Reports suggest that his listeners in Beijing lapped up some of Ramesh’s indiscretions while treating others with amused contempt. They could afford to let the presumptuousness of his claim that “Chinese leaders now regard India as a crucial partner in the global arena” pass. However, the “now” is intriguing. Did this halcyon era in bilateral relations with a China dazzled by India’s linguistic and negotiating finesse and hoping that both will guide it through the thickets of world affairs start with Ramesh’s visit?

It might be unfair to attribute his championship of a Chinese telecommunications corporation seeking an entrée in India to any special interest or hidden agenda. It’s just that our politicians cannot help courting instant popularity. Ramesh’s on-the-record denigration of Indians (all talk and no work while the Chinese work without talking) must have been music to Chinese ears. Lal Krishna Advani’s Pakistan visit, when he suddenly reneged on everything he and his party had stood for until then, provided an example of the same weakness. Nor was that the first instance of playing to the gallery. Shankar Dayal Sharma caused a stir by addressing Mayo College alumni as “Your Highnesses”. Later, the vice-president, as he then was, explained disarmingly that having fought and vanquished the princes, especially his former suzerain, the Nawab of Bhopal, he could afford to show them magnanimity. Someone who knew Sharma better added afterwards that standing on the rostrum facing the princes, he just couldn’t help saying what he knew they craved to hear. As Oscar Wilde might have said, politicians can resist everything except temptation.

Perhaps the frailty is not confined to politicians. Perhaps it’s a national characteristic, witness the Indian in A Passage to India who readily acceded to the Englishwoman’s wish to visit him on a particular day he knew he wouldn’t be there. He thought it impolite to put her off, not being farsighted enough to realize that being found out when the woman called would damage his credibility much more. India’s political and diplomatic representatives on the international circuit long ago gained a reputation for duplicity when, poor things, they were just trying to be nice.

A more serious explanation for Ramesh’s comments may have been the calculation that they would be noted in New Delhi and remembered when the time came for re-nomination and promotion. The Chinese must be familiar with such durbari tactics. China’s 15 accredited correspondents here (including six representing the Xinhua news agency, three for People’s Daily and two from China Radio International), to say nothing of unofficial conduits, keep Beijing well posted. The Chinese are so indefatigable about information that someone from Beijing’s Caixin media turned up when I was speaking in London on India and Southeast Asia, explaining that her “purpose was just to deepen (her) knowledge on the geopolitical issues around South-east Asia”.
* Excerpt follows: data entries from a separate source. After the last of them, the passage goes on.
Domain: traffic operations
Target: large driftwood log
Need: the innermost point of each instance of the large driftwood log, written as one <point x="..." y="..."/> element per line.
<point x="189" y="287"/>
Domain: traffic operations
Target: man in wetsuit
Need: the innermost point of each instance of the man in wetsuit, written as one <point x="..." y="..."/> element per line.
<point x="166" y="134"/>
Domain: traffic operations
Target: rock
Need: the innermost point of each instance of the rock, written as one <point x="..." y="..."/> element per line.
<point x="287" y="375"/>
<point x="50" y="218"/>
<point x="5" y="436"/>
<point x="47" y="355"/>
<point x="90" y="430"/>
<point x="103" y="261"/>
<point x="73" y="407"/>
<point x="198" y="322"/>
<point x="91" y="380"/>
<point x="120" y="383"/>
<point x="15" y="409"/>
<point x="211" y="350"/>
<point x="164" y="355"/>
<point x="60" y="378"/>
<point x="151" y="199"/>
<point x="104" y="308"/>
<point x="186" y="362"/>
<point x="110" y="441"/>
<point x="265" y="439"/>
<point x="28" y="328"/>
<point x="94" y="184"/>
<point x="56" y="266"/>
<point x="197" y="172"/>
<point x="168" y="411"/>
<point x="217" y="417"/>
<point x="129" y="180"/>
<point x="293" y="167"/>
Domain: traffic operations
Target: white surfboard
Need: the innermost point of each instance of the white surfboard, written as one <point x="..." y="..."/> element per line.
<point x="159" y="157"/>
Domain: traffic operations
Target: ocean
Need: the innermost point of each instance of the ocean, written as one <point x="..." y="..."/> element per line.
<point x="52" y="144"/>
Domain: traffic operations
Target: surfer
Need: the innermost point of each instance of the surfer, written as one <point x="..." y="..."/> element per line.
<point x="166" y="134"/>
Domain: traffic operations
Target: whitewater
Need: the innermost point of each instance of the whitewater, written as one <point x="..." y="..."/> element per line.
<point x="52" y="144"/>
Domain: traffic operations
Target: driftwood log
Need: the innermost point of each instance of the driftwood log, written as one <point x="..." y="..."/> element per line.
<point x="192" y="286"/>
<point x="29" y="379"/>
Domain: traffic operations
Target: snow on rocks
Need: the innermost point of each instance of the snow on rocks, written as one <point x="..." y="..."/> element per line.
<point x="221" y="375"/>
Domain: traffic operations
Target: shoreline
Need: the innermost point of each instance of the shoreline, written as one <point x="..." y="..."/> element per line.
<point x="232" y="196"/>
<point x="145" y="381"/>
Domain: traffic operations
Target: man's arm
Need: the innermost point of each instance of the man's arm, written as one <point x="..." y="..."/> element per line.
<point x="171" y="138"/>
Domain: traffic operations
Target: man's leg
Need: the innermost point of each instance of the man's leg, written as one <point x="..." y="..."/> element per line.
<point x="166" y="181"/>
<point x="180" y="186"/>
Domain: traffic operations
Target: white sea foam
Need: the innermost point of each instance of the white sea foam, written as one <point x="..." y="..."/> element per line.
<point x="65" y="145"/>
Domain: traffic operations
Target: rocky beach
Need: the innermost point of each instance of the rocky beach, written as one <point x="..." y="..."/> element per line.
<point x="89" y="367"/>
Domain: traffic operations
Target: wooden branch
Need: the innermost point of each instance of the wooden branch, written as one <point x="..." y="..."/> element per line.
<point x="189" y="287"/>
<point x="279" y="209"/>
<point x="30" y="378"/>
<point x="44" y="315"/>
India has only four journalists in China and they probably don’t know Chinese. In any case, the tone of debate here is set by domestic reporters who periodically report clashes and intrusions and help maintain a state of tension in the public mind. Some of these reports are officially denied but the damage is done by then. Some, like the picture of a boulder in Indian territory that the Chinese ideograms on it claimed as Chinese, continue to inflame opinion. No one took notice of China’s defence that the picture doesn’t indicate the boulder’s location and that the inscription reads “Middle Section of Yellow River” which is 1,000 miles from the border.

The “historic need” for India and China to work together (Manmohan Singh’s words) is not best served by someone who lives up to his own definition that “Indians talk and talk and keep on talking”. This combination of a joker in the ministerial pack and sloppy or tendentious reporting ensures that China need not take India seriously. That would be as big a setback for Asia as Bomdila.